Although he disdains the idea of further cutting mental health funding, Representative Garnet Coleman, Democrat of Houston, said lawmakers who are determined to close the budget gap without raising taxes have few other options when it comes to reducing health care expenditures.

“Unfortunately for mental health, at this moment, there isn’t an alternative,” Mr. Coleman said.

State lawmakers are considering proposals that would reduce community-based health care services for adults and children and for community mental hospitals by about $152 million in 2012 and 2013. It is roughly a 20 percent reduction in financing from the previous two-year budget. For community mental hospitals, financing would fall about 3 percent, but the money would be split among five facilities instead of three.

By 2006, Texas already ranked 50th among the states in per capita spending on mental health care, according to the Henry J. Kaiser Family Foundation. The strained budget allows the Harris County mental health agency to serve only about 25 percent of the adults in need and about 18 percent of the children, said Betsy Schwartz, president and chief executive of Mental Health America of Greater Houston.

Currently, about 2,000 people with schizophrenia, bipolar disorder and serious clinical depression are on the agency’s waiting list. “We’re already talking about a system that was hemorrhaging,” Ms.
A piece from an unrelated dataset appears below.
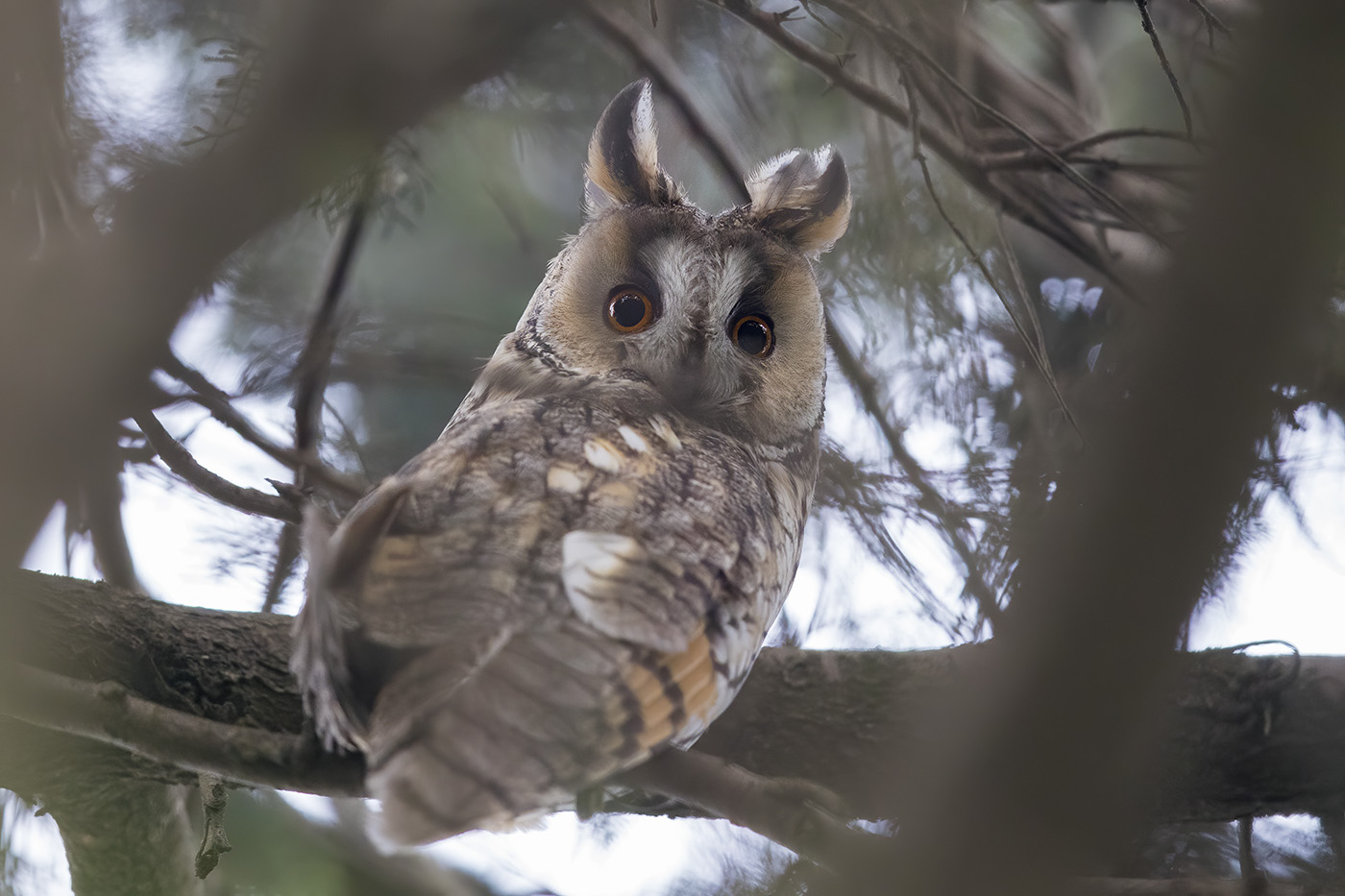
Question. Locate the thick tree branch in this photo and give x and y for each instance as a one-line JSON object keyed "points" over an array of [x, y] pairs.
{"points": [[837, 718]]}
Schwartz said, adding that in Houston alone, the proposed cuts would mean up to 2,000 of the 8,500 adults who now receive community-based services would be turned away.

Cutting those services would take a devastating human toll, Ms. Schwartz said, and at an enormous financial cost. When people with untreated mental health problems fall into crisis, it is much more expensive to provide care in an emergency room, jail or crisis center.
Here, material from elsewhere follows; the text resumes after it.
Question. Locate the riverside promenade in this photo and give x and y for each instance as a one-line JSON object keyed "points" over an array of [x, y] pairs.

The Harris County Neuropsychiatric Center saw a 45 percent increase in crisis patients entering the center from 2008 to 2010, she said. Every time a patient walks into the center in crisis, it costs $800 to perform an initial exam, Ms. Schwartz said. By comparison, it costs about $12 a day for community-based mental health care services.

“It’s not like people are going to disappear and the needs are going to go away,” she said. “It may shift the burden from state dollars to county dollars.”

Patty Wood knows that she would probably be back in jail without the community-based services that help her stay on medication.

“I’ve been incarcerated a lot, because it’s illegal to self-medicate,” said Ms. Wood, 48, who has bipolar and schizoaffective disorders. As of last week, though, Ms. Wood had been clean for about seven months with the help of mental health agency. She is hopeful she can get a job and end the incarceration cycle. “I’m just a person trying to make it,” she said.

Mr. Shepherd, who landed back in jail on Super Bowl Sunday after he attacked a staff member at the Harris County Psychiatric Center, said he hoped that this stint behind bars would be his last. The jail psychiatrist, he said, is adamant that he take his medication. And the jail staff said last week that Mr. Shepherd was more stable than when they had seen him in the past. If he can get help and keep taking his medications on the outside, Mr. Shepherd said, he thinks he can stay stable.

“I’m praying to the Lord Jesus Christ not to come back,” he said.

Jail officials and mental health providers are praying, too, that all the work they have done to help people like Mr. Shepherd and Ms. Wood is not undone by state lawmakers’ budget decisions. If community-based services are not around to help, said Sergeant Kelly, who has worked in the Harris County Jail for more than a decade, he knows he will see them again.

“We let them out the door only to crash and burn,” he said. “We’re setting them up for disaster.”